CHICAGO -- The Rev. John Smyth, the beleaguered head of Maryville Academy, said Wednesday state officials had rebuffed his efforts to discuss the school's future.
"I wish we could sit down like true adults and think about the rights of the children and what's in the true interest of the children," Smyth told reporters after attending a Chicago City Council Finance Committee meeting.
Smyth, as well as Cook County State's Attorney Richard Devine and Cook County Public Guardian Patrick Murphy, had urged committee members to help keep the Des Plaines institution open despite a closure order by Illinois Gov. Rod Blagojevich.
Smyth suggested that rather than have a blanket transfer of all 138 of Maryville's residents to other facilities or foster care, residents who are older than 16 years should make their own decisions.
"I think they have a right to express their opinion and say, 'this is my life, and I have the right to do what's best for my life,' " said Smyth.
Devine said each child's situation should be examined carefully.
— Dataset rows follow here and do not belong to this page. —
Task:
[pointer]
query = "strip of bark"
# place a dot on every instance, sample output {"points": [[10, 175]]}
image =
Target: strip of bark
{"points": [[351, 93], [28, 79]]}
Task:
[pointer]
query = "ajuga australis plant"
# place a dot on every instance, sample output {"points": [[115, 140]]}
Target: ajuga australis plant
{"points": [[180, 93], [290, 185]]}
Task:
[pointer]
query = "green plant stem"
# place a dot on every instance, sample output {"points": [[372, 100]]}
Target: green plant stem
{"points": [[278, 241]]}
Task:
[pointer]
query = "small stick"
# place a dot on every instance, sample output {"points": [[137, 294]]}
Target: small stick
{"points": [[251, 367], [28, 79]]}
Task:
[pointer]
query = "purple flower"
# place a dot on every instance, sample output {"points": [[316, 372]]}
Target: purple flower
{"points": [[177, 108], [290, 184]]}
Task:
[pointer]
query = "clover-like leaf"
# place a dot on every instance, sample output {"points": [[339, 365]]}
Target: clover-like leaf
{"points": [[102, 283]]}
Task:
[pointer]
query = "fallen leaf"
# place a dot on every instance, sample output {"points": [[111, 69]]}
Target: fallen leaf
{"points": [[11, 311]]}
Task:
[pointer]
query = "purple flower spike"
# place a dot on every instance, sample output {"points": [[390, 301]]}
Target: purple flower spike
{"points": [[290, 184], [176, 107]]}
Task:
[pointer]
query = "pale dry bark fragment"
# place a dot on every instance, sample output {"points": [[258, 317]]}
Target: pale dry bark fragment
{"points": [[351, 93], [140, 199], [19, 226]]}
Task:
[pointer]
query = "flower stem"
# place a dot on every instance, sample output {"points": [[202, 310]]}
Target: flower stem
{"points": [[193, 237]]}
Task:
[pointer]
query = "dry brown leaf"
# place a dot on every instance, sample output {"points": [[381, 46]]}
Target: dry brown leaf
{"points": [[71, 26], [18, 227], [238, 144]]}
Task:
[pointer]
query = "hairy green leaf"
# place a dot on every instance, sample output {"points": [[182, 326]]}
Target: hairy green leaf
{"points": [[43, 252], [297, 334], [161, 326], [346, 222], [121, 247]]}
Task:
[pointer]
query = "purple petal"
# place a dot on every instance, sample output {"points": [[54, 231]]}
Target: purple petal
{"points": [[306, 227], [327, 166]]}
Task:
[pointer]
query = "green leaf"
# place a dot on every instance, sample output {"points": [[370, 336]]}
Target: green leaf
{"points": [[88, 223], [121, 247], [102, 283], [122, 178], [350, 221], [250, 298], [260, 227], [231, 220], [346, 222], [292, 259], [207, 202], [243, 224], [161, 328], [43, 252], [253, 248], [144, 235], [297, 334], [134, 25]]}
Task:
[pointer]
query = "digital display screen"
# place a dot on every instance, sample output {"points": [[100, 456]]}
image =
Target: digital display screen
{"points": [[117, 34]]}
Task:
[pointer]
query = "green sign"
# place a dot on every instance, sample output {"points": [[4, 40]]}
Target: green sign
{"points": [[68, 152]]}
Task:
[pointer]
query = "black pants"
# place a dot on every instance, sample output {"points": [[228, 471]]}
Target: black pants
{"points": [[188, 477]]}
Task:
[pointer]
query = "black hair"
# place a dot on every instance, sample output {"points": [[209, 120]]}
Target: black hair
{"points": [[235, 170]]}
"What we have to do is look at each individual child. There may be instances where, because of the child and the care that's available, maybe everyone would agree a move in that particular case is warranted," said Devine.
Murphy, who earlier this week filed a lawsuit to hold off transferring residents, said the overwhelming majority of children would want to remain there.
"There are hundreds of kids in the system today who need places like Maryville, who need residential care," Murphy said.
The committee, which has no legal authority over the suburban school, recessed before a group of former Maryville students and their supporters backing closure could speak. Group members voiced their objections so vociferously, they had to be escorted out of the City Council chamber where the Finance Committee had been meeting.
"For them to close down the meeting was a disservice to these youth," said Toni Stith, leader of a parent advocacy group, For My Child. "They don't want Maryville exposed for the atrocities committed there. These kids are unemployed and without an education. The system has totally and completely failed them. For (Finance Committee Chairman) Ward Alderman Edward Burke to run the clock down on us was ridiculous and a slap in the face to these children."
Later, Chicago Mayor Richard Daley called Maryville a "great institution" and implied it might not be in the best interests of the children to be moved.
However, he said the Maryville issue is a state problem, not a local one.
"These are wards of the state of Illinois, not the city of Chicago," Daley said.
Outside the Council chamber, former Maryville residents shared horror stories from their time at the facility, including what they claimed were repeated instances of rape, torture, verbal abuse and physical abuse.
"It is very unsafe," said Ramissa Maat, 16, who said she lived at Maryville for three years from age 10 to 13. "There have been numerous incidents where students have been raped by staff members and other students. My friend committed suicide because she couldn't handle the stress of living there."
Freddie Cavin, 18, who said he lived at Maryville from 1998 to 2002, said a staff member hit his friend over the head with a garbage can.
"It's not Father Smyth. It's the staff," Cavin said. "The only problem with Father Smyth is he won't listen to the kids about the staff."